Sur l'action publique
Attendu qu'il résulte de la procédure et des débats les faits suivants :
Dans le courant du 1er semestre 1989, les époux Garnier, demeurant à Villepinte, recevaient d'une société de vente par correspondance sise à (localité), X, une proposition de participation à un jeu de loterie accompagnée d'un " bon de commande-participation ".
Le libellé de cette proposition était tel que les destinataires pouvaient légitimement croire qu'ils avaient gagné la somme qui était apparue après " grattage " et prétendre ainsi au gain du premier prix.
Les époux Garnier à qui la société X refusait de verser cette somme (100 000 F) déposaient plainte. L'instruction permettait notamment à la Direction Départementale de la Concurrence et de la Consommation de conclure qu'il s'agissait là d'une opération de publicité mensongère, voire de l'organisation d'une loterie prohibée.

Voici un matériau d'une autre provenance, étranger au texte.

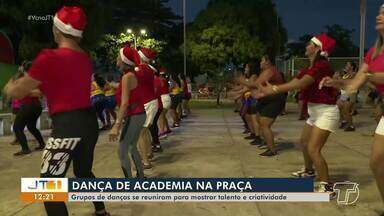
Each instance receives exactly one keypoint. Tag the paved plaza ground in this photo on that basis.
(210, 144)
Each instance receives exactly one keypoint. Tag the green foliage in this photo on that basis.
(219, 45)
(344, 44)
(234, 31)
(112, 16)
(110, 45)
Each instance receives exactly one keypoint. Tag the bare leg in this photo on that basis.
(377, 162)
(315, 144)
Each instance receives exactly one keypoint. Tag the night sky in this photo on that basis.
(309, 16)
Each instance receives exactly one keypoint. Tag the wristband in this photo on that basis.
(369, 74)
(275, 89)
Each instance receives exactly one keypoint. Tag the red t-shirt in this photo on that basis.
(135, 104)
(312, 93)
(157, 84)
(164, 89)
(29, 100)
(277, 77)
(65, 77)
(375, 65)
(145, 77)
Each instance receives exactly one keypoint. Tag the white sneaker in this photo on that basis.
(303, 173)
(163, 136)
(325, 187)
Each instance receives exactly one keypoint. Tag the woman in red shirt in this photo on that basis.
(166, 101)
(323, 112)
(28, 114)
(372, 70)
(75, 128)
(131, 109)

Attendu, sur la responsabilité de Daniel R en tant que gérant de la SARL X,que les faits visés à la prévention concernent un élément essentiel de la politique économique de la société qui engage nécessairement la responsabilité pénale personnelle du chef d'entreprise, indépendamment de toute délégation de pouvoirs.
Que l'exception soulevée doit donc être rejetée.

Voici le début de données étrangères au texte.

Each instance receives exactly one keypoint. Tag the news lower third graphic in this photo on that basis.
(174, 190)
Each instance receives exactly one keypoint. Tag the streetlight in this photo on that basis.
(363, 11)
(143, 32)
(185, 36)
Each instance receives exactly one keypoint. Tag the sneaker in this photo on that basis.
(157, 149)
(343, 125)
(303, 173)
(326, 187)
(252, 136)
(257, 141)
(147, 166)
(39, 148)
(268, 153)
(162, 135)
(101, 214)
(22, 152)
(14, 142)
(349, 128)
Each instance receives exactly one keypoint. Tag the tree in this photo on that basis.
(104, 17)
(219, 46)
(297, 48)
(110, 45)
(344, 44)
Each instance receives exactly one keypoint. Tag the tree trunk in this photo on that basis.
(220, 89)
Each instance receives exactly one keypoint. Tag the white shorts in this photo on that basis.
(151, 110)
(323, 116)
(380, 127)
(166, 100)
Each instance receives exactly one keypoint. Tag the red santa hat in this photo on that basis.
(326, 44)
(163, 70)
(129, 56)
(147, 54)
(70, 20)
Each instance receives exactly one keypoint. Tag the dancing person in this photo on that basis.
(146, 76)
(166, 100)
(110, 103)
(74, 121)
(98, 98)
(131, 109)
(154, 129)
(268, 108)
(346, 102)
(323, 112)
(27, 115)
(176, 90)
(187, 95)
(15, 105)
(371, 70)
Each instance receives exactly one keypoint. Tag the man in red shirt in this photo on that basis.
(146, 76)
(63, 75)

Attendu, sur le caractère prohibé de la loterie, que ce délit suppose la réunion de 4 éléments :
- une offre publique
- un recours au hasard ou à la voie du sort
- une opération publicitaire
- une participation financière.
Attendu qu'en exigeant aucun sacrifice pécuniaire de la dame Garnier qui reconnaît n'avoir passé commande que de sa propre volonté, la loterie reprochée échappe donc à la prohibition de la loi du 21/5/1836 modifiée.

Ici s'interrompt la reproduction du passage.